Fettered, chained to a mountain wall, so that he sees, hears, and tastes nothing but sky, but he's not allowed to feel it, no. He thinks the pain comes from his heart beating until he looks down and notices the vultures pecking at his exposed innards.
It's another morning when he runs off again. That rising sun is enough to remind him of another time and place stained red and gold from the light in the sky and blood on the ground. Anything – demons that don't only exist in his head, another crazy tournament he's heard rumors of, another rematch, another chance – is better than that night.
Seoul disappears in a whirlwind of leaked sounds and suppressed rage.
He doesn't stop to check if he's alive.
III. Revoked
Somewhere out there, there's a pit with your grave-stone heading it, says Hawk.
He's known Hawk since the earlier days, before he knew how to hop on a bike and roar away, before he knew that he had his own wings to spread. Hawk's one of few he knows, the only ones who know which part of him they hatched from. But he likes to think Hawk gets him just right, at the beginning. Hawk soars above his troubles with a tic in his eye that gleams like a passing bullet. Hawk is the one he chases when he sees no other roads, unless he counts the dirt-tracks and by-gones of his past.
Seriously, you should slow down, the bird taunts him from farther ahead. You should get used to this waiting-game.

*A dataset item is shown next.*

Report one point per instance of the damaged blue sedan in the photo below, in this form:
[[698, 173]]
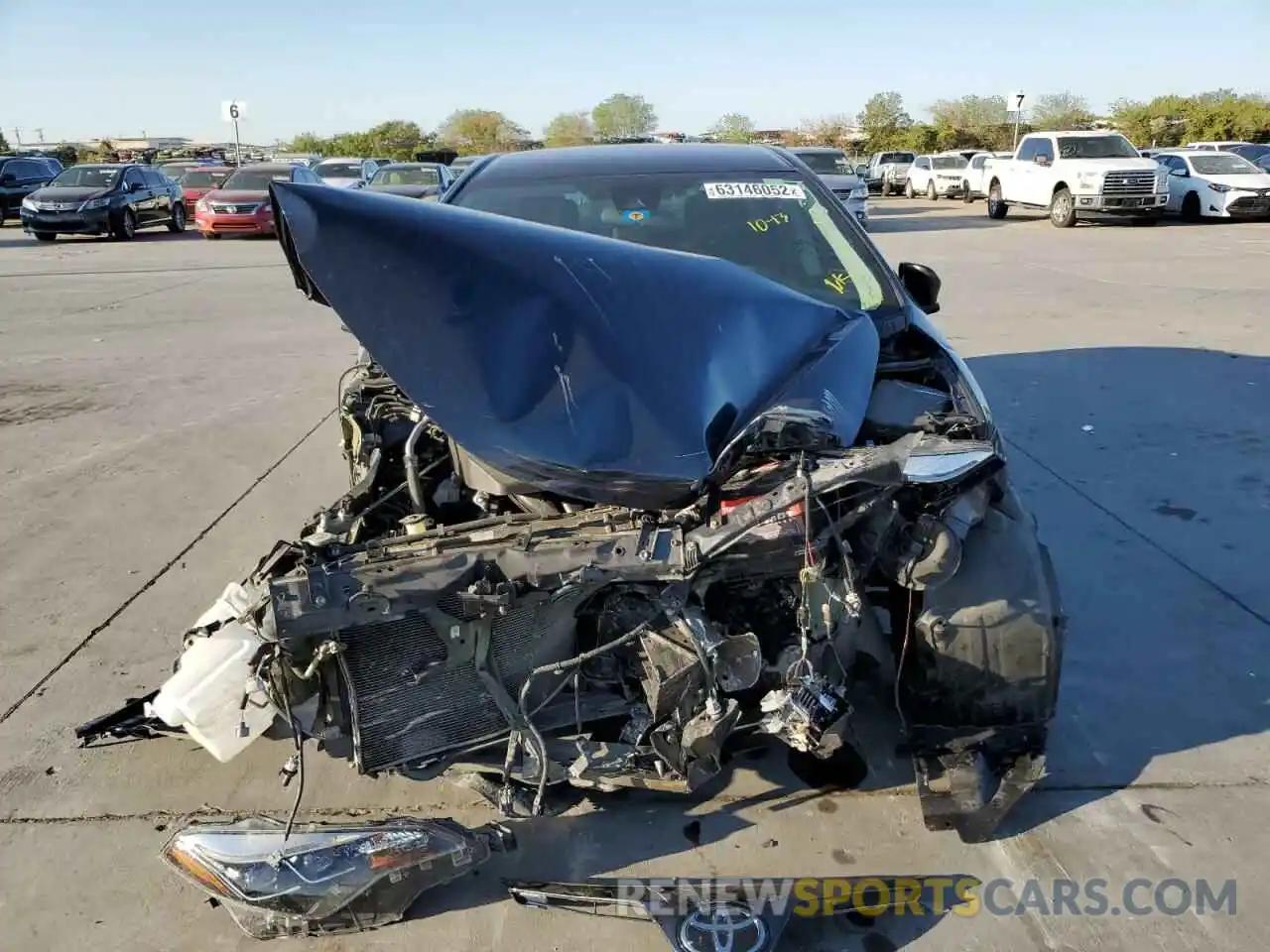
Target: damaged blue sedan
[[648, 449]]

Thanks, but no thanks. He knows Hawk better. They are one, until he changes course and just misses the impending wall that juts ahead all of a sudden. He sometimes jokes to himself that he's more eel than bird, more cold blood and scales than talons and feathers. Subterfuge would have been his thing, had it not been for a loose tongue and fast feet. Besides, the recruiting officers figured that if someone's had to go down first, it'd better be the wiseass, gun in hand and smirk bent to fit with the combat fatigues. Special Ops it is. Wipe him down clean through blood and sweat.
The end.
He won't stop until he can hold it in his arms, broken and finite and absolute, not until he can bite into it and say he caught it. Almosts, there are only ever almost there's strung through the chain on his neck and it's only when he's everything loud, lost, fast and loose off his tether, chasing Kestrels and Harpies, that he can feel the heavy links whip back away from his collar-bone so that he believes he's nothing but free.
The game is as old as the day he was born: Hawk takes flight, his hopes and fears tied to its feet, and Hwoarang hunts them down, tongue clenched with teeth, fists with building shame as he follows straight ahead to plummet tail-first into another dead end. Hawk recovers, swerves at the last minute, and he will follow, faithfully, begrudging.
Hawk asks Why bother? What the hell, really?
In return, he glares. If looks could leave a man staggering, he'd have a hundred dead birds at his feet.
A hundred little dreams, he thinks. A hundred fucking dreams he killed and now that he honestly dwells on it, it's a miserable scene of fading colors, wings flaking off by the feather, down to the bare skeleton beneath, the talons blunted from neglect.
The eyes are the worst. The eyes always get him.
He looks into Hawk's and sees himself. The truth, at last.
Questions strike him, lightning-bolt shots to the skull: why do you keep running, son? Where do you have to be but here? You know I only want what's best for you, do you, Hwoarang?
What do you have to prove?
He raises his eyes to the picture in the dank alcove he'd cleared just for that purpose: the candles on either side of his teacher's face flicker with concern.
"I guess I should've asked you sooner, sa bum nim."